19.12.07

Swamp the country with them

When I lived and worked in Malawi in the late 1980s and early 1990s, I realised that a good strategy would be to help out the country by doing things like swamping it with Lego sets and Meccano sets and so on. I suggested that because I was finding that even some of my smartest students have visual and spatial awareness problems. I concluded that if they had been encouraged to think in the abstract from an early age, it would help.

 

The idea is a big one: swamp the entire country with these resources. Firstly, that would mean that they would have no resale value. I was well aware that the recipients of aid sometimes sold what they were given either because they needed the money for something else or they didn’t want what was being given to them. So, by swamping the market, the resale value would be very low. Secondly, I didn’t think that any one group should be privileged when another one wasn’t, so no favouritism or attempts at setting up a hierarchy of needs.

 

That never happened, of course, because the aid agencies weren’t smart enough to think like that.

 

On another topic but still in Malawi, I also once suggested to a chap from the Food and Agricultural Organisation of the United Nations that they set up a training scheme whereby they train local people to use ploughs to help them with their maize and other plots. Immediately, this goon came back with the problem of financing and maintaining the Oxen they would need.

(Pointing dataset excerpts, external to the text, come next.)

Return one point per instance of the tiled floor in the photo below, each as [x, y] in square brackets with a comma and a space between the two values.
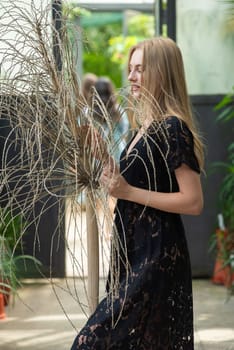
[38, 320]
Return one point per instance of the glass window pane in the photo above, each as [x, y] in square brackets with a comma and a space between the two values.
[207, 44]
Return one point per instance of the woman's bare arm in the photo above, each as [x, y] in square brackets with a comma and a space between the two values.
[188, 200]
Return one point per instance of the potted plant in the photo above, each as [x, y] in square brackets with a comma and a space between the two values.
[12, 228]
[224, 235]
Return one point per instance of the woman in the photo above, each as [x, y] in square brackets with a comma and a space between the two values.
[158, 179]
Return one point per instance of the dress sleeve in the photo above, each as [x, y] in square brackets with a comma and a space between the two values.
[181, 145]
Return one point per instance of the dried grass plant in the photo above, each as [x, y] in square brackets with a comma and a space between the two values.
[59, 150]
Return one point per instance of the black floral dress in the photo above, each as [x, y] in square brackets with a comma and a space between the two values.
[153, 308]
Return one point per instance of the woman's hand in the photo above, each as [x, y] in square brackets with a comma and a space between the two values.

I have to say I couldn’t make him see that they didn’t need Oxen to drive the simple plough that I was talking about and that Piers the Ploughman had used in Medieval England! I walked away from him in the end as I couldn’t stand to think that this oaf was responsible for so much misery with his ridiculous ideas. It’s still the case that the FAO gives away mountains of food aid when what people need as much as anything is the wherewithal to feed themselves. Of course, I realise that there are problems with teaching a man to fish ...

 

Now, what got me on to all of this? Well, I talked about this sort of thing to one of my neighbours the other week and today he brought me an article from The Halifax Evening Courier of 5th December 2007 in which it says that Bart Spicer of Sowerby Bridge is trying to convince all 17,500 primary schools in the UK will buy and use a product from Holland called Brickadoo ... which is a building toy comprising bricks and so on similar to Lego but with significant differences ...

 

Yet again, you heard it here first! Well Done Bart, of course.

 

DW

 

4 comments:

Anonymous said...

Show your social awareness, apply for Lottery Funding and YOU contact schools etc with your idea - and lego sets....

duncanwil said...

Another anonymous comment that I will respond to:

Show your social awareness, apply for Lottery Funding and YOU contact schools etc with your idea: and lego sets....

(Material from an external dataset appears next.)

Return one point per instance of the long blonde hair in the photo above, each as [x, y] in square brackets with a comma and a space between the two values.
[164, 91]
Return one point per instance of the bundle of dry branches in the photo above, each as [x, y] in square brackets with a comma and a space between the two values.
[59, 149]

Firstly, I did discuss this matter whilst I was in Malawi and I still discuss it now. I travel a lot and I meet people who may be in a position to take action on what I say. I have influenced some things; but this is not one of them I am sorry to say. As for lottery funding: I have to confess I hadn't thought of that and I may well do that.

The point of my post though was to offer support of the gentleman who is trying to do something similar here in the UK and I told my Malawi story partly to show that I had a similar idea but that there are other people who have the power to take decisions and they are very reluctant to share their power. I also tried to show that some of the people taking some of the decisions may not be the best people to do so.

DW

Bart Spicer said...

Hi Duncan,
I read your blog (purely by accident) and it is interesting to note that the UK educational curriculum does not encompass creative learning for youngsters in the same way that their counterparts in Holland, Germany, France etc do.
This is where the word Oaf that you aptly applied to the man from the FAO comes in. Our country is full of them, and most are emanating from the unelected quangos that make decisions on our behalf without consultation, and our taxes pay for it!
Oh well, maybe I am a grumpy old man, but that's my view in general.
Brickadoo is getting into some schools, and I have other ideas on that, but it is the consumer market that I am reaching out to in the main.
Hope you succeed with your aims over there in Thailand. I used to do military work up there in the late 60's when I was in the Army. Loved it.
Regards
Bart

duncanwil said...

Thanks Bart, I am happy you found me. I will tell my neighbour as I'm sure it will make his day.

My trips to Bangkok are a mixture of business and pleasure and so far so good.